5 questions to test your understanding

Score: 0 / 5
Question 1 Multiple Choice

A student argues: 'The halting problem is NP-hard, so it must be one of the hardest problems in NP — it's where NP reaches its ceiling.' What is wrong with this reasoning?

AThe halting problem is not NP-hard; it is simply undecidable and has no complexity classification
BNP-hardness means 'at least as hard as everything in NP' — it does not require the problem to be inside NP. The halting problem is NP-hard but also undecidable, placing it far above NP
CNP-hard problems must be in NP by definition — the student is right that it sits at NP's ceiling
DThe halting problem is in P, which makes the NP-hard claim trivially satisfied
Question 2 Multiple Choice

What distinguishes an NP-complete problem from a problem that is NP-hard but not in NP?
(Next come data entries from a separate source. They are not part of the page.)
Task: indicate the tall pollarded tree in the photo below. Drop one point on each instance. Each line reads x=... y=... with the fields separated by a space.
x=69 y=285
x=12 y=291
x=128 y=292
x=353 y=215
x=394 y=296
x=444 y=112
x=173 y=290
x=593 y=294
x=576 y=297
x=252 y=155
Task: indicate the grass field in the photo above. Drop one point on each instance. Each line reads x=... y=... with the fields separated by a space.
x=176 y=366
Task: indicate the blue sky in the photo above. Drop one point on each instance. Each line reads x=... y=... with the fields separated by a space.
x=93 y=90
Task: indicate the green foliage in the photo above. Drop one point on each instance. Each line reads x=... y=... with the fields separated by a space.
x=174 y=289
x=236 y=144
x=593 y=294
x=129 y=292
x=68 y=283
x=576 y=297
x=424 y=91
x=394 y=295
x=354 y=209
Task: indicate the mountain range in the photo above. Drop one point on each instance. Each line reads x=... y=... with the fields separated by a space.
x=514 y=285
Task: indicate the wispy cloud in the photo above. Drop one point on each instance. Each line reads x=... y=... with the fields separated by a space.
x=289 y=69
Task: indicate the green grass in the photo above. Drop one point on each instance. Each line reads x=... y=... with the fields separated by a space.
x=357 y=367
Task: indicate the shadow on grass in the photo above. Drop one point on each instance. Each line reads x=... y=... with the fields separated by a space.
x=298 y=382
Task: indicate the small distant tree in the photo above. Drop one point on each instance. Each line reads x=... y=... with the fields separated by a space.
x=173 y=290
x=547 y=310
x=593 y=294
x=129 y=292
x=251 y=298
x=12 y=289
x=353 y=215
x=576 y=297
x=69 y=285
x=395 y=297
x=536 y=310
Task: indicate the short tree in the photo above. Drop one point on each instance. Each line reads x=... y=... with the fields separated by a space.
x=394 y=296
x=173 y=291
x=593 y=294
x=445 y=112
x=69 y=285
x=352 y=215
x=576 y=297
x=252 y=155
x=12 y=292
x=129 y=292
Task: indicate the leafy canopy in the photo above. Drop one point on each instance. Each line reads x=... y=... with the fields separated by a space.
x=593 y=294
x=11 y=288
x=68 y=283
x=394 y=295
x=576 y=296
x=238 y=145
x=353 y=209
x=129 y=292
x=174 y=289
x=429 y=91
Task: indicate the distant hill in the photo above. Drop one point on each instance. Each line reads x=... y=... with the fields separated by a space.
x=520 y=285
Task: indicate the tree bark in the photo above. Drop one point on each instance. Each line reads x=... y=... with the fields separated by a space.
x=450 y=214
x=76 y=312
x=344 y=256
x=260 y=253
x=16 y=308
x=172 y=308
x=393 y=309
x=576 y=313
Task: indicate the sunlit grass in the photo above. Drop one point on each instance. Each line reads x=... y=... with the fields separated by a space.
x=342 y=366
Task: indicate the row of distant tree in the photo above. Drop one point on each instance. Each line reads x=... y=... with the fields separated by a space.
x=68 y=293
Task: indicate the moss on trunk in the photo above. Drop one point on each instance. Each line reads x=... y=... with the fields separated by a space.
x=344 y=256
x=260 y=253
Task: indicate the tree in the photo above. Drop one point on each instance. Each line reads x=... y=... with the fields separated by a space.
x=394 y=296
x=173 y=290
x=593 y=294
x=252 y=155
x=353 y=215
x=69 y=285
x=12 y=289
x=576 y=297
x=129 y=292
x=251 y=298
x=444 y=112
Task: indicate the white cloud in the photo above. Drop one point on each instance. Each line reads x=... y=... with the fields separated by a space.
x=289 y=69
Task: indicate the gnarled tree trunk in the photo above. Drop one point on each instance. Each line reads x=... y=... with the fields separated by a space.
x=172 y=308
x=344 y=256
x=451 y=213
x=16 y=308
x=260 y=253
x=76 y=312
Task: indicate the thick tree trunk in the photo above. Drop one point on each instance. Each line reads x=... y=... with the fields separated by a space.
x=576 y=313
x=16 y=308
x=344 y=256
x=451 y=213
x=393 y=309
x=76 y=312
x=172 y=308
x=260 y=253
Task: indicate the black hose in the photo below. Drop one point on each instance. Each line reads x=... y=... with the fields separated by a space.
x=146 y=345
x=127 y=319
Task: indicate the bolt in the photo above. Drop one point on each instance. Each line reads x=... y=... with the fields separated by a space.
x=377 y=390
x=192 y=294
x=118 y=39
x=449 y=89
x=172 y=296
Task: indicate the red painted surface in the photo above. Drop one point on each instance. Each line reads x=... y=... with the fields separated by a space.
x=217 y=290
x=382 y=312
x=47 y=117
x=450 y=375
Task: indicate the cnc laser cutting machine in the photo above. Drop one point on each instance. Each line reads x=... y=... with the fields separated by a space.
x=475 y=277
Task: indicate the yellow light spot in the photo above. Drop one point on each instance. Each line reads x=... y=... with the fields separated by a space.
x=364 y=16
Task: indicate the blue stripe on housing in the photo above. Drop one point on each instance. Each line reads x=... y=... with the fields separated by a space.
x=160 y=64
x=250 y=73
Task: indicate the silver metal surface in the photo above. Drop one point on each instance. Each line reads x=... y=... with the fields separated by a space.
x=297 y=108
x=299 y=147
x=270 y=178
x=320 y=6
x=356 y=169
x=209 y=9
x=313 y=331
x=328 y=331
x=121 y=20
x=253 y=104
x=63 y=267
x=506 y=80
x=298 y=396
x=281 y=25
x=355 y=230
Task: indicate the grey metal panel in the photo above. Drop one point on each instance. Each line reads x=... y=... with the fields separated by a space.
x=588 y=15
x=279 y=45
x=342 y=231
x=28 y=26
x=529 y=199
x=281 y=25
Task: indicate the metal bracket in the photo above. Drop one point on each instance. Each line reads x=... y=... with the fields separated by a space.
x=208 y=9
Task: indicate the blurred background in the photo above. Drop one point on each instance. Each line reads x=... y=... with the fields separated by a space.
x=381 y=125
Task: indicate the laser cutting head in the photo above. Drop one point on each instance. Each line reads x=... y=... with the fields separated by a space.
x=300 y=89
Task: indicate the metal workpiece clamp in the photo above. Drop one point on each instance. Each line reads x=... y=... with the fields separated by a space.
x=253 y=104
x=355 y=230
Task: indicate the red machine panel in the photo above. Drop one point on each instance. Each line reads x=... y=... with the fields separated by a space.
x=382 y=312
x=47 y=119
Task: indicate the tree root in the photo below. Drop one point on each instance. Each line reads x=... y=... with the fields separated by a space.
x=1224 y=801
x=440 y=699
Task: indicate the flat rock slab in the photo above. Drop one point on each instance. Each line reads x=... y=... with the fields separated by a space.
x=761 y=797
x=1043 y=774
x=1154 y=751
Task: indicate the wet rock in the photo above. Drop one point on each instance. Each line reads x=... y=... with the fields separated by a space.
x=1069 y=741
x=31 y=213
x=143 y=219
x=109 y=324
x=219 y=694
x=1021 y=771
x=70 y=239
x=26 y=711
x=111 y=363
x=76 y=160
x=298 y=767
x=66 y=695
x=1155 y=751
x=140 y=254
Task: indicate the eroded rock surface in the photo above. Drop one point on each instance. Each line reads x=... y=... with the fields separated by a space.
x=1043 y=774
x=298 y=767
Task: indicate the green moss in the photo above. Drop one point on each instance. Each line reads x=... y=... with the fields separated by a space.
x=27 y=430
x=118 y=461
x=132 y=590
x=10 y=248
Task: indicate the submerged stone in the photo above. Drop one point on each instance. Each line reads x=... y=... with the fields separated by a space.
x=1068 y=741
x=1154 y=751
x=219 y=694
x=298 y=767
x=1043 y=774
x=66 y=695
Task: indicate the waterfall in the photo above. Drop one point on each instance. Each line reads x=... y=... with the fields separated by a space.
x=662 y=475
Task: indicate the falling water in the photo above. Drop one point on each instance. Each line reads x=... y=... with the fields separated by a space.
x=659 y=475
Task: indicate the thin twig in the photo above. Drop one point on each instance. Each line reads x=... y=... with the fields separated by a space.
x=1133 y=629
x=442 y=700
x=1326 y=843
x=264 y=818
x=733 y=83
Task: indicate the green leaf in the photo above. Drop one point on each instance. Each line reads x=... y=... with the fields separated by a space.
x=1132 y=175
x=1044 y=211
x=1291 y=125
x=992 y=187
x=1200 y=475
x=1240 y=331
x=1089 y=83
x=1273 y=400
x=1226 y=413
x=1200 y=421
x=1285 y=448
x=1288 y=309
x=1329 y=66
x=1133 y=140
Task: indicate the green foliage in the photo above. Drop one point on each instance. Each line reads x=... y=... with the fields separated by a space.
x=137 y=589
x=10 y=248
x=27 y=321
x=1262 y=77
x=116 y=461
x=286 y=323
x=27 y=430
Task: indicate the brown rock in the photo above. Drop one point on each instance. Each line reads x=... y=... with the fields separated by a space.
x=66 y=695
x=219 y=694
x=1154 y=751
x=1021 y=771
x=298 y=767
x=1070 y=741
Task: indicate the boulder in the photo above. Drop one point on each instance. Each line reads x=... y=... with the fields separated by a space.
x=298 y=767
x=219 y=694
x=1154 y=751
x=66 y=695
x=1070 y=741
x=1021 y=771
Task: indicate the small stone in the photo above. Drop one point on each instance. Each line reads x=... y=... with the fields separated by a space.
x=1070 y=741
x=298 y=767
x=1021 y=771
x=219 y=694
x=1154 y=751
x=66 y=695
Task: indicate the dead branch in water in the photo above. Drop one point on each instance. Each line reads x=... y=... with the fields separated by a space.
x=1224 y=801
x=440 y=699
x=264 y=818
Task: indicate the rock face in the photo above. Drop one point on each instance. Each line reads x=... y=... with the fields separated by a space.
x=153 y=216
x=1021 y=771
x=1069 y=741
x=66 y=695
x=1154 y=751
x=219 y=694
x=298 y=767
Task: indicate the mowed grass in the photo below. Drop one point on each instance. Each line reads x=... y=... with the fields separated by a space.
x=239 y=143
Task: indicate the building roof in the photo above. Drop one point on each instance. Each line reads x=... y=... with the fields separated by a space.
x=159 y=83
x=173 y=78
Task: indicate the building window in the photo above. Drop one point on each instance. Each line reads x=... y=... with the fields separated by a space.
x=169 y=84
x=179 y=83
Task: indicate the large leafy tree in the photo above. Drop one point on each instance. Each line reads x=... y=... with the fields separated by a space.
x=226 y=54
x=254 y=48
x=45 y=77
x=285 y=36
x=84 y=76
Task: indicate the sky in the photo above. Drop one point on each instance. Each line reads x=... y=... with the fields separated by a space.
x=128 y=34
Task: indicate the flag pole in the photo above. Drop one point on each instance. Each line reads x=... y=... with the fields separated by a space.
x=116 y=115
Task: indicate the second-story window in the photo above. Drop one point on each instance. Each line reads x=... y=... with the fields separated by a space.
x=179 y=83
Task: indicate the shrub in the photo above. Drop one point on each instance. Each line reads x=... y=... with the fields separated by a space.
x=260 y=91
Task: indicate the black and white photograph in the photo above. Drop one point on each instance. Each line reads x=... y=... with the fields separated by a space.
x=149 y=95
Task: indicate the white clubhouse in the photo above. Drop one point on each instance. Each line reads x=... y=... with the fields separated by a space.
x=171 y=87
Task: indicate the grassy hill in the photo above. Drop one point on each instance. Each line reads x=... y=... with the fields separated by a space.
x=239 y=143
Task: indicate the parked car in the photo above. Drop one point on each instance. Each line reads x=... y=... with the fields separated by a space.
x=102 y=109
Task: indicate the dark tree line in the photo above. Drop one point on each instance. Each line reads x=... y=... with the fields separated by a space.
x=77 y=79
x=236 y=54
ANP-complete problems are strictly harder than NP-hard problems — NP-completeness is a stronger classification
BNP-complete problems are in NP (a proposed solution can be verified in polynomial time); problems that are NP-hard but not in NP may be harder, e.g., undecidable
CNP-complete problems can be solved in polynomial time on a nondeterministic machine; NP-hard problems cannot
DNP-hard problems are reductions of NP-complete problems — they are the easier half of the class
Question 3 True / False

If any single NP-complete problem is shown to have a polynomial-time algorithm, then every problem in NP has a polynomial-time algorithm — P = NP.

TTrue
FFalse
Question 4 True / False

A problem is NP-hard if and only if it is a member of the class NP, making NP-hardness equivalent to NP-membership.

TTrue
FFalse
Question 5 Short Answer

Explain the difference between NP-hardness and NP-membership, and give an example of a problem that is NP-hard but not in NP.